De même, l’article 46.1 du Protocole d’investissement prévoit que les investisseurs et les États d’accueil doivent d’abord tenter de résoudre leurs différends en matière d’investissement à l’amiable.par le biais de consultations, de négociations, de conciliation, de médiation ou d’autres mécanismes de règlement amiable des différends disponibles dans l’État hôte« . Si le différend n’est pas résolu à l’amiable, le Protocole d’investissement prévoit qu’il peut être résolu conformément à l’annexe du Protocole d’investissement sur le règlement des différends, qui n’a pas encore été finalisée. Toutefois, un premier projet de cette annexe prévoit que, sauf accord des parties, les audiences et les réunions concernant leur différend se tiendront dans un État partie à la ZLECAf, «soit dans les installations d’une institution de médiation ou d’arbitrage ou dans d’autres installations, selon le cas.« Ce projet prévoit également que les arbitres présidents des tribunaux »doit être ressortissant d’un État africain autre que l’État partie au différend ou l’État partie dont l’investisseur est ressortissant.»

L’« africanisation » du droit international des investissements est nécessaire

Si les États africains ont intérêt à attirer les investissements directs étrangers, ils doivent également être en mesure d’atteindre leurs objectifs de développement durable en prenant des mesures pour servir ces objectifs. Les dispositions du modèle de TBI et du protocole d’investissement permettant aux États africains de protéger leurs communautés locales et de prendre des mesures pour poursuivre leurs politiques de développement national sont nécessaires pour que ces États puissent véritablement bénéficier des investissements étrangers.

En outre, la promotion par le modèle de TBI et le protocole d’investissement de la participation des États africains aux mécanismes de règlement des différends est justifiée à la lumière de l’écart évident dans la contribution des États africains à ces mécanismes. Malgré plusieurs initiatives importantes en vertu de la Convention CIRDI, les États africains n’ont pas eu suffisamment de possibilités de participer à l’arbitrage international. Un rapport concernant la charge de travail du CIRDI depuis sa première affaire enregistrée en 1972 jusqu’en juin 2023 montre que les pays subsahariens ont été impliqués dans 14 % de toutes les affaires enregistrées auprès du CIRDI. Pourtant, la part de ces pays dans toutes les nominations d’arbitres, de conciliateurs et ad hoc le nombre de membres du comité dans les affaires enregistrées auprès du CIRDI n’est que de 2 %. En revanche, les pays d’Europe occidentale n’ont été impliqués que dans 8 % de toutes les affaires enregistrées auprès du CIRDI, alors qu’ils ont contribué à 46 % de toutes les nominations.

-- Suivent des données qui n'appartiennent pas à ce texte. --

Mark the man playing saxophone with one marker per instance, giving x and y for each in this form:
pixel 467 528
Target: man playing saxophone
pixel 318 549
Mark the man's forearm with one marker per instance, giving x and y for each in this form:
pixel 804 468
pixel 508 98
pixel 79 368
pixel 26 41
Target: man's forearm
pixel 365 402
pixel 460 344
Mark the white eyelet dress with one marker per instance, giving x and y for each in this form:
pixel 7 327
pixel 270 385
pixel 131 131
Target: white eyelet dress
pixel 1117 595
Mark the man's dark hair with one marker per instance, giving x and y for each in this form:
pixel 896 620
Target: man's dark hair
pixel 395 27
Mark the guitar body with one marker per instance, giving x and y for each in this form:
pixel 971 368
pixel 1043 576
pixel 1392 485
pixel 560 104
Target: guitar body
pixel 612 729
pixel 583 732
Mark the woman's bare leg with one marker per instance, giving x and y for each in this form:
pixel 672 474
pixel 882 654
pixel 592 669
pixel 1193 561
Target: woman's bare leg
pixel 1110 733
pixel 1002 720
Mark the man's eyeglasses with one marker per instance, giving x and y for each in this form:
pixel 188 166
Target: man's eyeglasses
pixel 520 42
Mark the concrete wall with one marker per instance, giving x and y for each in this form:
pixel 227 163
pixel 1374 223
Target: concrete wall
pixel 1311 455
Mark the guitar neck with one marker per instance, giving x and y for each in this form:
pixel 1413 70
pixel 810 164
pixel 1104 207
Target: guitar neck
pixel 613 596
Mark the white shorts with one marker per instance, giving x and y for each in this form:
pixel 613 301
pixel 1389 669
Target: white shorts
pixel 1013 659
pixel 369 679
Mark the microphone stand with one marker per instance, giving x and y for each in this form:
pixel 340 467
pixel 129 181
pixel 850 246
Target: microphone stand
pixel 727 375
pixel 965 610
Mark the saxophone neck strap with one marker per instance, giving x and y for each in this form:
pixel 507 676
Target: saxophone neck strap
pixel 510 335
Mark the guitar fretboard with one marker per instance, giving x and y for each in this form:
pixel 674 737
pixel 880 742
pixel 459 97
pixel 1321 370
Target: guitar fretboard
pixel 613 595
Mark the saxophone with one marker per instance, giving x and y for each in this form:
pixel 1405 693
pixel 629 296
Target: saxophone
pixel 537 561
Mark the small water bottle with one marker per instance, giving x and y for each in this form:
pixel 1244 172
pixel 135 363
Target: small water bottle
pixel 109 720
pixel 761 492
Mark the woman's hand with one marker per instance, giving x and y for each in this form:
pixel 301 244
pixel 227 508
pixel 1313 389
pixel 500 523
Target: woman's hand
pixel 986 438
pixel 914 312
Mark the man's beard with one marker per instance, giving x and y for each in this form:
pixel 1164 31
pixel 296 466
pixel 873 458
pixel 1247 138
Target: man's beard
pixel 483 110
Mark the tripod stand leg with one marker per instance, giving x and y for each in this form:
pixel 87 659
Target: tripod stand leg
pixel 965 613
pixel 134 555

En outre, un seul des dix arbitres désignés au sein du panel d’arbitres du CIRDI par le Président du Conseil d’administration du CIRDI est citoyen d’un État africain.

Dans son discours d’ouverture au premier congrès de l’ICCA tenu en Afrique, le juge Abdulqawi Yusuf de la Cour internationale de Justice a lié l’arbitrage à l’état de droit, déclarant que la participation insuffisante des États africains à l’arbitrage est «un facteur négatif en ce qui concerne la contribution potentielle de l’arbitrage à l’État de droit en Afrique« . (Abdulqawi Ahmed Yusuf, La contribution de l’arbitrage à l’État de droit – L’expérience des pays africains (Maurice 2016), 19e série de congrès ICCA 27, 31 (2017)). Permettre aux États africains d’accroître leur participation au règlement des différends est non seulement nécessaire pour garantir que ces États jouent un rôle dans la résolution de leurs différends en matière d’investissement, mais c’est également indispensable pour le développement de leurs lois et la promotion de l’État de droit.